Bu noktadan hareketle söyleyebiliriz ki, NATO’nun ABD nam ve hesabına sürdürdüğü yayılmacı/saldırgan politikasını görmeyen, gizleyen veya yadsıyan tüm “görüşler”, özünde ABD’nin borazanlığı, hatta hain piyonluktan öte anlam ifade etmez.

ABD’NİN KUŞATMA HAREKATI!

Küreselcilik dünya halklarına şekere batırılıp sunulurken, ABD, karşısında “blok düşman” grubunun da kalmayışı ile birlikte, yerel unsurlara dayanan askeri operasyonlara ağırlık verdi.

Dünyanın diğer bölgelerinde olduğu gibi, Avrupa’da da “genişleme” esas olarak yerel güçleri çatışmaya sokmak üzere planlanıyor.

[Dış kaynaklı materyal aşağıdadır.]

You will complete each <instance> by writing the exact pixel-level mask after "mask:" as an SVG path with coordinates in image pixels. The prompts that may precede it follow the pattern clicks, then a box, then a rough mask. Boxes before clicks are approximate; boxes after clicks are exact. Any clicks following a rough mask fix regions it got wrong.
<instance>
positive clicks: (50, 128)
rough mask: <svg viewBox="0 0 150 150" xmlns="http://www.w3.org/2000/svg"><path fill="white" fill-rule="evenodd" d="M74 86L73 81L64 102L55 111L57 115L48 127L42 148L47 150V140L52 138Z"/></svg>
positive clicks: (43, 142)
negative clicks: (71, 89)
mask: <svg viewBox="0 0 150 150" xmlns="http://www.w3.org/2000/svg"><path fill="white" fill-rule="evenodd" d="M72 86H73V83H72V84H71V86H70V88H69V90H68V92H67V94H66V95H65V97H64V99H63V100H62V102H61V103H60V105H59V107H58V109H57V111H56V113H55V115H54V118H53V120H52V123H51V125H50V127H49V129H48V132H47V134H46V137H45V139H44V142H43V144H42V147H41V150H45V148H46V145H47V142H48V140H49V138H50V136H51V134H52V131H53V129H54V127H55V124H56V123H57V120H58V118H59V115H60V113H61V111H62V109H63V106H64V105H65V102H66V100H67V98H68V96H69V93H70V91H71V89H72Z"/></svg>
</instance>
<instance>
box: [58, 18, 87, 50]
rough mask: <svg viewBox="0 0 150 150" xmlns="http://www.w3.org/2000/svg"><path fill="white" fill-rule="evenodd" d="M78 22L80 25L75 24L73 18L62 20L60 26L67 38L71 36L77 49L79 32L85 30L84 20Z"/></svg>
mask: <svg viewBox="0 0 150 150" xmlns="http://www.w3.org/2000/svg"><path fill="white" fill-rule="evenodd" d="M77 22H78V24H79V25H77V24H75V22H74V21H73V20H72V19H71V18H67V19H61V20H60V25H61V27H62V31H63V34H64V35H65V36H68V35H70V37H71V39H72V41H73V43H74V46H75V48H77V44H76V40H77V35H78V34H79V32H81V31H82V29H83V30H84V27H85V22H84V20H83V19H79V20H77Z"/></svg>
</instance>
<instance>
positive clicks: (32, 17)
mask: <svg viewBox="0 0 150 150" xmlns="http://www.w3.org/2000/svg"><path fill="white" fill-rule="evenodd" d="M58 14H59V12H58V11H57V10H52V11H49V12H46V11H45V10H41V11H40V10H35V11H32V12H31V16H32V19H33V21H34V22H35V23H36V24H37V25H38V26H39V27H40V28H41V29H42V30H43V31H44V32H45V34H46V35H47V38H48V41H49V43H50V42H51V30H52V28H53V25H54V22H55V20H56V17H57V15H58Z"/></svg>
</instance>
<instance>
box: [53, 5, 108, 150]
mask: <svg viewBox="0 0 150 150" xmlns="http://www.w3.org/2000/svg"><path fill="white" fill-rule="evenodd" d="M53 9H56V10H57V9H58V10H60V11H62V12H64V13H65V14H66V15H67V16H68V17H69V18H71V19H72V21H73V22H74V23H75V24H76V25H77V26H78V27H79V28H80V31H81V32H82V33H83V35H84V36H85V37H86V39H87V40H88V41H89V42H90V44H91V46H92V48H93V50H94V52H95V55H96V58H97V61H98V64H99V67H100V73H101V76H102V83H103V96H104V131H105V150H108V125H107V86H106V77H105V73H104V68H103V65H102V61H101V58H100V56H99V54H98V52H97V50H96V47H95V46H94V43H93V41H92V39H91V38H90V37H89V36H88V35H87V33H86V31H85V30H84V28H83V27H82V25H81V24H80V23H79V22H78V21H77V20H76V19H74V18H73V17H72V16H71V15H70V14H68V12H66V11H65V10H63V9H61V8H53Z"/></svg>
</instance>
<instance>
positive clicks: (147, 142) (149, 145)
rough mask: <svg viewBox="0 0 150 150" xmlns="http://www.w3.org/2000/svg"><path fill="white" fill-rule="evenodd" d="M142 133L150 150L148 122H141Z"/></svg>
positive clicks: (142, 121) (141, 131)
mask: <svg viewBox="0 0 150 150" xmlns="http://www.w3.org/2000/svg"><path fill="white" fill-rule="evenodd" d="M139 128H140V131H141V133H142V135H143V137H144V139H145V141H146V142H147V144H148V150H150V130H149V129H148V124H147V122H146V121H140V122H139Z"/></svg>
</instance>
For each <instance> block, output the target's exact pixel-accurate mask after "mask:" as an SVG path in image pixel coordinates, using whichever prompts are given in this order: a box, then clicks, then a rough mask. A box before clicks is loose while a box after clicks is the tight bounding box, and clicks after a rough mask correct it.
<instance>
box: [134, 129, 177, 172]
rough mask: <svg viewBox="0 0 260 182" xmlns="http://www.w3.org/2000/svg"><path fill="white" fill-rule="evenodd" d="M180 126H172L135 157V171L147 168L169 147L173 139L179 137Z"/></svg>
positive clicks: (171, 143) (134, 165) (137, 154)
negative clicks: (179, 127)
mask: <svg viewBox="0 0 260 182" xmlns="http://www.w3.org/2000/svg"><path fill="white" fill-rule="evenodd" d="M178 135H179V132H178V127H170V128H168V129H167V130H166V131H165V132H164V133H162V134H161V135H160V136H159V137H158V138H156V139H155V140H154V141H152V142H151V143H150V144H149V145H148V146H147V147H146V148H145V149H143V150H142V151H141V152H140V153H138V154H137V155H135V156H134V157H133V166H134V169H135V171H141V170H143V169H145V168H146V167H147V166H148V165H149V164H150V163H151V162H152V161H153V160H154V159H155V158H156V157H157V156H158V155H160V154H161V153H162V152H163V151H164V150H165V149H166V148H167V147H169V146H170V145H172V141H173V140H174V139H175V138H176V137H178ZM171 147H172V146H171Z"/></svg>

Ukrayna özelinde, ABD’nin neden sıcak çatışmaya taraf olacak bir hamle yapmadığını bu şekilde açıklayabiliriz.

ABD’nin ölecek her askeri, savaşı ülke içine taşıyarak iç siyasetin parçası haline dönüştürecektir.

Böylesi bir durumda, Vietnam örneğinde yaşandığı gibi, ülke içinde güçlü bir direniş oluşması ve ABD egemenlerinin doğrudan kendi içinden vurulması olasılığı önem kazanacaktır.

Dolayısıyla, ABD’nin kendi askerlerini sıcak çatışmaya sokmamak için “sonuna kadar” direneceğini öngörmek, yanlış olmaz.

ABD Mİ KAZANACAK, RUSYA MI?

Baltık ülkeleri, Polonya ve Ukrayna’nın NATO konseptine alınması, Rusya’nın teslim alınması açısından stratejik önemdedir. NATO yayılmacılığının hedefi de, açık olarak Rusya’dır.

Bu çerçevede, Rusya’nın karşısındaki asıl gücün ABD olduğunu görmeyen, saklayan veya yadsıyan tüm görüşlerin özünde ABD’nin yayılmacılığına hizmet ettiğini tespit etmek zorundayız.

Öte yandan, ABD ve NATO hedeflerini analiz ettiğimizde, Rusya’nın Ukrayna üzerinden erken müdahale ile, bu planları boşa çıkarmaya çalıştığını söyleyebiliriz.

Rusya’nın başarılı olup olamayacağını bugünden söylemek mümkün değildir.

Rusya, askeri alanda başarılı olsa dahi, çevre ülkelerde tarihsel dayanakları olan ve bugün de canlı olarak yaşayan ve kışkırtılan “Rus düşmanlığı”nın kendisine karşı yarattığı negatif enerjiyi pozitife çevirecek kapsamlı projeler geliştirmek zorundadır.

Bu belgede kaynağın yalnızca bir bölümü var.